Shai gets obsessed by Arun after a one-night stand, but also bonds with Munna, who is not just her guide to the underside of Mumbai, but also her connection to Arun, whose clothes he also washes.  Munna, who lives in a leaky hovel, is rather touchingly innocent as well as street smart.  He dreams of stardom, falls for Shai, while having a relationship of convenience with a rich female client.

Munna could be the spirit of Mumbai, a marvellous creation by Rao and wonderfully brought to life by Prateik (had he also worked on his Bihari accent, his performance would have been a perfect 10).  He is the true migrant, who has to struggle to belong.  Shai, Yasmin and Arun remain outsiders and passive observers,  never mind their desire to understand life in Mumbai from their own perspectives— Arun through his art, Shai through the still camera and Yasmin through the handicam.  It is as if Rao wanted to distance herself as well as plunge right into the heart of the city—the device works up to a point, then seems overused.
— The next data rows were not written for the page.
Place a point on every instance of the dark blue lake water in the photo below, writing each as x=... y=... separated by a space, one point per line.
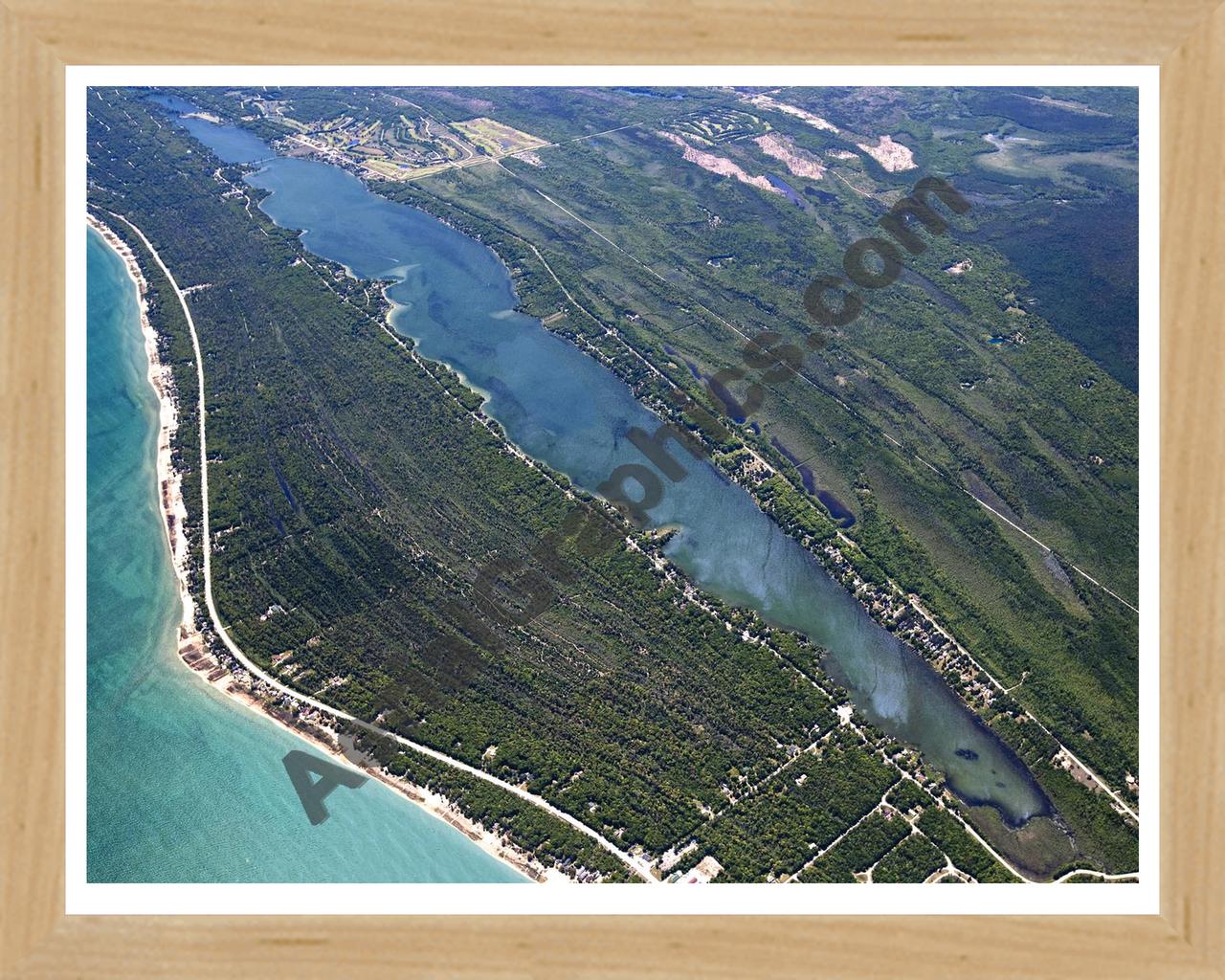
x=456 y=299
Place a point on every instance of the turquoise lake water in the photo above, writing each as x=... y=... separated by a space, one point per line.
x=560 y=406
x=185 y=786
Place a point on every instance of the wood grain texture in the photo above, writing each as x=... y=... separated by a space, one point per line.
x=1187 y=37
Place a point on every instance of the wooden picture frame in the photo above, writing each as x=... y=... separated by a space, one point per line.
x=1186 y=37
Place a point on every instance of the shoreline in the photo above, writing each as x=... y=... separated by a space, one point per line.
x=235 y=682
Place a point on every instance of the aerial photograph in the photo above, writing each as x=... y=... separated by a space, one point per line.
x=657 y=485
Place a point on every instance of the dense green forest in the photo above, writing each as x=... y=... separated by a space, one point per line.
x=342 y=565
x=354 y=497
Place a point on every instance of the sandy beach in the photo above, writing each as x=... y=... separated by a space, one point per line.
x=302 y=721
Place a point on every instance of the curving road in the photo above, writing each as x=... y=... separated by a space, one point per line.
x=637 y=866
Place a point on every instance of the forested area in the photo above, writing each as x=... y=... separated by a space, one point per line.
x=1022 y=419
x=349 y=536
x=353 y=502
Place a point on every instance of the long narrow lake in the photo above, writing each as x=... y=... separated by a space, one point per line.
x=456 y=299
x=184 y=784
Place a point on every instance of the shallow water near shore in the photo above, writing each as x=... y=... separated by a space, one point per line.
x=456 y=299
x=185 y=784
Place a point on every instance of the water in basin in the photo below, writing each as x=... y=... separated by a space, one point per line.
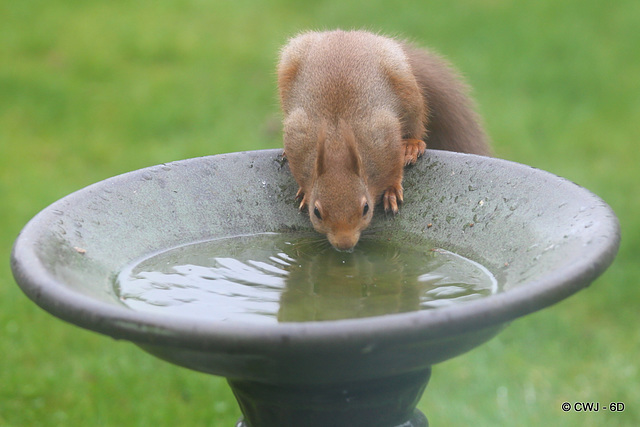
x=294 y=277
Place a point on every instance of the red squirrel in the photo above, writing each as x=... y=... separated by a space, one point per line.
x=357 y=108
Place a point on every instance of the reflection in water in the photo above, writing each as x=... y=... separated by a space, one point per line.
x=296 y=278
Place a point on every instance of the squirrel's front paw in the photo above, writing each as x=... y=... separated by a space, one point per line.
x=391 y=197
x=413 y=148
x=300 y=195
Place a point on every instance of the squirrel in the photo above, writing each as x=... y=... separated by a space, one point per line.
x=357 y=108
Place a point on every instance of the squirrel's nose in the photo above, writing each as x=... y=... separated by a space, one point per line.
x=344 y=241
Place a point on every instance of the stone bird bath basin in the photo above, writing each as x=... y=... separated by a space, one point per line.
x=542 y=237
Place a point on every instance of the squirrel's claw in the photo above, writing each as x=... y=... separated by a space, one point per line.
x=391 y=197
x=300 y=195
x=413 y=148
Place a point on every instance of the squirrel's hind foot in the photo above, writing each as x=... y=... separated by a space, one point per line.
x=413 y=148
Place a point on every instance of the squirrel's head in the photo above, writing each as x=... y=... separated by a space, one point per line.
x=340 y=204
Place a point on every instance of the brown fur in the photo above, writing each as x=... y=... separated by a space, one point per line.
x=357 y=107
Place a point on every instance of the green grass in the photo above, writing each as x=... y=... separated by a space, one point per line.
x=90 y=89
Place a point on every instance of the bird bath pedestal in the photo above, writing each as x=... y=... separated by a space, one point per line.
x=544 y=238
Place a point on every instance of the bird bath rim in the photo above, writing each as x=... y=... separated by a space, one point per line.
x=122 y=322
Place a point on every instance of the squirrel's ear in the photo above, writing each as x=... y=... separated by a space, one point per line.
x=354 y=162
x=320 y=155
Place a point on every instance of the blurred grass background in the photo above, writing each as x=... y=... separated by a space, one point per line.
x=90 y=89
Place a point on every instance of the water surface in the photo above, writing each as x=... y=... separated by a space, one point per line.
x=293 y=277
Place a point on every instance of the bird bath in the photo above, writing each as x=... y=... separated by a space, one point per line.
x=539 y=237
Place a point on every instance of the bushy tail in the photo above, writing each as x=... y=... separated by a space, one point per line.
x=453 y=124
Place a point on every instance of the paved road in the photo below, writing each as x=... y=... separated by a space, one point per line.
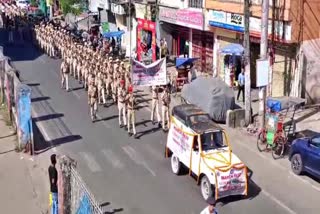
x=132 y=175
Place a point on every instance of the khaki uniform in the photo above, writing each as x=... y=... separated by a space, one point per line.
x=64 y=75
x=131 y=114
x=122 y=106
x=92 y=101
x=165 y=98
x=155 y=104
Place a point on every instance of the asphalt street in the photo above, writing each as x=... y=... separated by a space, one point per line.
x=131 y=175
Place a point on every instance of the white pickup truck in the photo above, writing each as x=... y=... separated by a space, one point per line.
x=198 y=144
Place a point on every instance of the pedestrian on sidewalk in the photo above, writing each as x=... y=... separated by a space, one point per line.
x=53 y=178
x=241 y=82
x=211 y=208
x=166 y=99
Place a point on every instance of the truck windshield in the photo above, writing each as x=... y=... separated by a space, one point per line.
x=212 y=140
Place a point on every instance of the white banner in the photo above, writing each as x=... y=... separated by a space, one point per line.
x=231 y=182
x=149 y=75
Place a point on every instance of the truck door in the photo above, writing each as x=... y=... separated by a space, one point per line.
x=195 y=153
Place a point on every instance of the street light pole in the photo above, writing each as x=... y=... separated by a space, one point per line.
x=247 y=70
x=263 y=56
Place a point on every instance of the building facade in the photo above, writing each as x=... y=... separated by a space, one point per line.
x=181 y=24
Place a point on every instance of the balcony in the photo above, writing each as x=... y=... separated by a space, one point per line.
x=195 y=3
x=282 y=7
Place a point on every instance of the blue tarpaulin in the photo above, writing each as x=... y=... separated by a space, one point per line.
x=232 y=49
x=184 y=61
x=113 y=34
x=84 y=206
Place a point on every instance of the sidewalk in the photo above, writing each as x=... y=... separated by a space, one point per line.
x=22 y=183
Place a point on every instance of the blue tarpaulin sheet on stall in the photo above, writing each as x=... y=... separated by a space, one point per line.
x=113 y=34
x=184 y=61
x=84 y=206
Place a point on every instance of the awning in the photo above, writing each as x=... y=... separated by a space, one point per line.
x=184 y=61
x=113 y=34
x=232 y=49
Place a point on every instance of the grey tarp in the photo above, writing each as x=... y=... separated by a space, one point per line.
x=212 y=95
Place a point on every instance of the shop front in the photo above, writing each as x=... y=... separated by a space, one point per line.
x=146 y=40
x=184 y=32
x=229 y=28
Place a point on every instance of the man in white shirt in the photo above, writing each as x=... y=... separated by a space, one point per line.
x=211 y=208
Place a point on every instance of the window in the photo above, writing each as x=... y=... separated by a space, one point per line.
x=212 y=140
x=195 y=3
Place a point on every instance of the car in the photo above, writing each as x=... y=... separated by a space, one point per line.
x=23 y=4
x=305 y=156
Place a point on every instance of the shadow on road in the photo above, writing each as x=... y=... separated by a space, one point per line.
x=253 y=191
x=41 y=145
x=19 y=50
x=47 y=117
x=38 y=99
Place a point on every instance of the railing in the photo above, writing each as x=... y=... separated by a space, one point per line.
x=74 y=195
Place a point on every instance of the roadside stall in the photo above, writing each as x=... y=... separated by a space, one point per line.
x=232 y=54
x=212 y=95
x=197 y=143
x=116 y=49
x=180 y=77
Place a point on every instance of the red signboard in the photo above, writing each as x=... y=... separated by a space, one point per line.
x=146 y=26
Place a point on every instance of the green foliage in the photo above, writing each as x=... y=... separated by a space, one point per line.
x=71 y=6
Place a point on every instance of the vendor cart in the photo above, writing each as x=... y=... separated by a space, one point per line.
x=180 y=77
x=280 y=123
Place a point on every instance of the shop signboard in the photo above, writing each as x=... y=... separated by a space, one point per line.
x=230 y=21
x=183 y=17
x=149 y=75
x=146 y=28
x=235 y=22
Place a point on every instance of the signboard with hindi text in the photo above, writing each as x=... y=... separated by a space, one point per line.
x=149 y=75
x=231 y=182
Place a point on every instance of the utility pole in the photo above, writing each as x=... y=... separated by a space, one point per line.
x=263 y=56
x=246 y=45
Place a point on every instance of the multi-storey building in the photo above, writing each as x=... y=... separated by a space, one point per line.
x=293 y=27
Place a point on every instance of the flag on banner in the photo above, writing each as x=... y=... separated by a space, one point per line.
x=149 y=75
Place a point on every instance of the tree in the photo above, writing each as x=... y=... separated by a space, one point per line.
x=71 y=6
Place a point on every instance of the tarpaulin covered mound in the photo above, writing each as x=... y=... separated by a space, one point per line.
x=212 y=95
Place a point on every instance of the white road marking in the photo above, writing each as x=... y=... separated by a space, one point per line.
x=76 y=94
x=305 y=181
x=280 y=166
x=104 y=122
x=43 y=131
x=113 y=159
x=133 y=155
x=91 y=162
x=153 y=151
x=278 y=202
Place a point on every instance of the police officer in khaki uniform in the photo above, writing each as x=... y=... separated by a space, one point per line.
x=166 y=99
x=155 y=105
x=131 y=104
x=92 y=100
x=64 y=71
x=122 y=95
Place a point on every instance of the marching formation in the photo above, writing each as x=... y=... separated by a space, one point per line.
x=102 y=76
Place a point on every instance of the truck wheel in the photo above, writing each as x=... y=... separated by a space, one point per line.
x=206 y=188
x=175 y=164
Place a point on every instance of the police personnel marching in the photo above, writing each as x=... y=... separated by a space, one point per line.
x=104 y=77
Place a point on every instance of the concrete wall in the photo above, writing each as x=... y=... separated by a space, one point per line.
x=305 y=16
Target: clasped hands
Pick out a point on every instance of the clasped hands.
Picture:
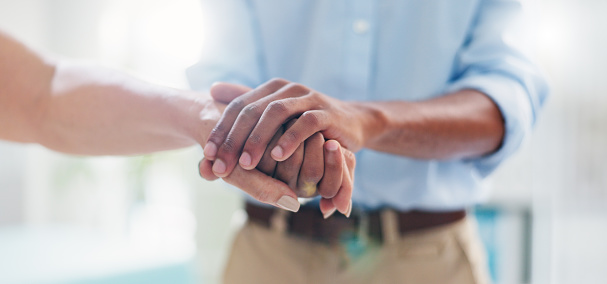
(300, 138)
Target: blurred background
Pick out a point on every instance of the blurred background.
(151, 219)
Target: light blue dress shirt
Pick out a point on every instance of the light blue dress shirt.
(383, 50)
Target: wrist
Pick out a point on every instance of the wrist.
(203, 115)
(372, 122)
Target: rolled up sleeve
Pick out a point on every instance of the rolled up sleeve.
(494, 61)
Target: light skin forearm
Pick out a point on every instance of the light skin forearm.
(463, 124)
(94, 111)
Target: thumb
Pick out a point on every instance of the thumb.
(226, 92)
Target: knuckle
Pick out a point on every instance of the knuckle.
(236, 105)
(252, 111)
(278, 108)
(312, 119)
(262, 195)
(254, 140)
(313, 174)
(296, 87)
(229, 145)
(278, 82)
(292, 136)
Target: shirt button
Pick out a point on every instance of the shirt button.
(360, 27)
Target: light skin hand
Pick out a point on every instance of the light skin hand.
(316, 168)
(462, 124)
(251, 120)
(88, 110)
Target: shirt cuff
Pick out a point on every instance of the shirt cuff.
(513, 102)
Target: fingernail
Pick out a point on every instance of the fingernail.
(277, 152)
(210, 150)
(245, 160)
(219, 167)
(288, 203)
(329, 214)
(332, 145)
(349, 209)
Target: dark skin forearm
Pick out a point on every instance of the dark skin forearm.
(464, 124)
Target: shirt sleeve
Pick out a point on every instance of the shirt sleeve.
(230, 50)
(494, 61)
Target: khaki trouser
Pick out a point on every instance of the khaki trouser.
(445, 254)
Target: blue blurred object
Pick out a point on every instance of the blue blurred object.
(487, 219)
(63, 255)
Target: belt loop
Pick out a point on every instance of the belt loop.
(389, 226)
(278, 221)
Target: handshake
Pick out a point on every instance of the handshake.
(281, 141)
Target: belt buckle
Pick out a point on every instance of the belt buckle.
(355, 244)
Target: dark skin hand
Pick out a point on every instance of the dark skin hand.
(317, 167)
(463, 124)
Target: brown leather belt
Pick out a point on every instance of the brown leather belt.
(310, 224)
There are little touches of observation and humour (Munna scolding a liftman for staring at Shai), but also inexplicable bits like the still, staring old woman. The mood is overwhelmingly wistful, as if Rao were saying that heartbreak is the only way to go in Mumbai. Even with Aamir Khan sticking out with his confused what-to-do demeanor, and its self-conscious artiness, the film is worth a look for the charm of the other actors and the inexorable beauty-in-ugliness (shot with love by Tushar Kanti Ray), of the city.  What’s important is that Rao has captured Mumbai right at a time when it still has some character and sense of community—ten years down the line, there may be none left after the developers are through with it.